Intensity • When a sound wave carriers a large amount of energy, the molecules of the medium move a greater distance as the waves pass by, and the sound wave has a greater amplitude. • The intensity of a sound wave is the amount of energy the wave carries per second through a unit area. • Measured in watts per square meter (W/m2)
Loudness • Sound waves of higher amplitude have a greater intensity because they carry more energy per second through a given area. • Though intensity & loudness aren’t the same thing, the greater the intensity of a sound wave, the louder it is. • Loudness describes what you actually hear. • Measured in decibels (dB). • Sounds louder than 100dB can cause damage to your ears.
A loudspeaker gives out sound by vibrating cones of material. The greater the amplitude of vibration, the greater the volume, or loudness, of the sound.
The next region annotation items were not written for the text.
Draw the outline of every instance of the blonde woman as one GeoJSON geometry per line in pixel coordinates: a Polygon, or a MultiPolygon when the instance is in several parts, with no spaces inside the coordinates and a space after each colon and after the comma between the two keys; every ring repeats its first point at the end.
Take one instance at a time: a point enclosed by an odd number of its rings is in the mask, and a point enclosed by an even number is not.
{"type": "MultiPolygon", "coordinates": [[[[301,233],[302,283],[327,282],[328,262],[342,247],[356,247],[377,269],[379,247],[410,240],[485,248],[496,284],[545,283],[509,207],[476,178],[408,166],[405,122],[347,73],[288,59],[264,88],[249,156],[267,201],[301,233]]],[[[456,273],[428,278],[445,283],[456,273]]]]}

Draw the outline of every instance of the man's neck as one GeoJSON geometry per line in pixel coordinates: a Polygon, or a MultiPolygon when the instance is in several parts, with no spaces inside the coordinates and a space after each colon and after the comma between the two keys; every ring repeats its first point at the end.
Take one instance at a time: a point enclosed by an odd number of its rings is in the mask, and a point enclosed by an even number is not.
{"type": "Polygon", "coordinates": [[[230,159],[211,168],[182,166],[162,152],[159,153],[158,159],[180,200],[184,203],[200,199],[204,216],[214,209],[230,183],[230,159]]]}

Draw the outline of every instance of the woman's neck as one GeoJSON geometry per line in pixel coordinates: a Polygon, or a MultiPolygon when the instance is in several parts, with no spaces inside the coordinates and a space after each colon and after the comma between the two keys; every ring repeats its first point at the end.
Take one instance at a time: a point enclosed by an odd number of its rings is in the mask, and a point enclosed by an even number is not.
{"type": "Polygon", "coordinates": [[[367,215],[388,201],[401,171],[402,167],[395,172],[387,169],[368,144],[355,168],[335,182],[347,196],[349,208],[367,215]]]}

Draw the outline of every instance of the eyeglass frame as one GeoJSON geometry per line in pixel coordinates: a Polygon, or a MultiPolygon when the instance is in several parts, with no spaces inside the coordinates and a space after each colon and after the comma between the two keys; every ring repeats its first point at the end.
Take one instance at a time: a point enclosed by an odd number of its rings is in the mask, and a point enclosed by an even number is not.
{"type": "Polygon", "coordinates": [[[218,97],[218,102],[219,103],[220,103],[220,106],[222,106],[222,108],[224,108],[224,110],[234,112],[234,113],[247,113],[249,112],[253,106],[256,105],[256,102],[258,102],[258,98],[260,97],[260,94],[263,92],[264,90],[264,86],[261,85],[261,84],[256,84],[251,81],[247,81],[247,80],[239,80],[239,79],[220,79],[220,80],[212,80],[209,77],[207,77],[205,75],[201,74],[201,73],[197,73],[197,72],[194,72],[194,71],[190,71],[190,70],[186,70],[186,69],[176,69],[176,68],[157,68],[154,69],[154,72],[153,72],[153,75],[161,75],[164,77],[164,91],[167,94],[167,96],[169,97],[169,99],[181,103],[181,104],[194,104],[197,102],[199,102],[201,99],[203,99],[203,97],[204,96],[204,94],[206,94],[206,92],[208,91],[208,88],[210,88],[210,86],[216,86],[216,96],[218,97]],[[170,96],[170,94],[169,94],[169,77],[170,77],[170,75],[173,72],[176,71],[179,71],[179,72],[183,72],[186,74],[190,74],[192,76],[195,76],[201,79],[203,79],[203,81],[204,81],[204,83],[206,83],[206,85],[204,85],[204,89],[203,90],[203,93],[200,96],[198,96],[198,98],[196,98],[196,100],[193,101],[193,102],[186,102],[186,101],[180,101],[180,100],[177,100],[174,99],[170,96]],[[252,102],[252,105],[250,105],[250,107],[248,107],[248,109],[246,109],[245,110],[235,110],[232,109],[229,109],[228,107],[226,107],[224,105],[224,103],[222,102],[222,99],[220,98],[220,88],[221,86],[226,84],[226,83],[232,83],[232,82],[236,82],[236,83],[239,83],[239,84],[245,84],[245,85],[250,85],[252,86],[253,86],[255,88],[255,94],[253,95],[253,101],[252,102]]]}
Frequency • Most people can hear sounds with frequencies between 20 Hz & 20,000 Hz. • Sounds with frequencies above the normal human range of hearing are called ultrasound. • Sounds with frequencies below the normal human range of hearing are called infrasound.
Pitch • The pitch of a sound is a description of how high or low the sound seems to a person. • The pitch of a sound that you hear depends on the frequency of the sound wave.
The key farthest to the left on a piano is attached to the longest string. This key plays the note with the lowest pitch.
Resonance • All objects vibrate naturally. • Frequency of the object depends on the shape & type of the object. • If the frequency of sound waves exactly matches the natural frequency of an object, the sound waves can add to the object’s vibrations. • Resonance occurs when the frequency of the sound waves & the natural frequency of the object are the same.
Some musical instruments can produce notes w/ vibrations that match the natural frequency of a crystal glass. If the note is sustained, the amplitude of vibration can cause the glass to shatter.
The Doppler Effect • Doppler Effect = the apparent change in frequency as a wave source moves in relation to the listener. • If the waves are sound waves, the change in frequency is heard as a change in pitch.
The Doppler Demonstration: • Doppler put a musical band on an open flatcar of a train. • He stood on the ground nearby. As the train approached him, the notes the musicians played seemed to be a higher pitch. • As the train passed, the notes seemed to drop in pitch.
Doppler repeated the experiment, but this time he stood on the train and had the musicians play while they were seated on the ground. • Doppler heard the same changes in pitch as the train he rode approached and passed the band • The effect was the same regardless of who was moving, the band or Doppler.
Changing Pitch • As a sound source moves toward the listener, the waves reach the listener with a higher frequency. The pitch appears to increase because of the Doppler effect.
As the police car speeds by, the pitch of the siren seems to change. Ahead of the car, the sound waves are piling up, so the pitch is higher. Behind the car the waves spread out, so the pitch is lower.
When a plane flies faster than the speed of sound, waves pile up to form the shock wave known as the sound barrier.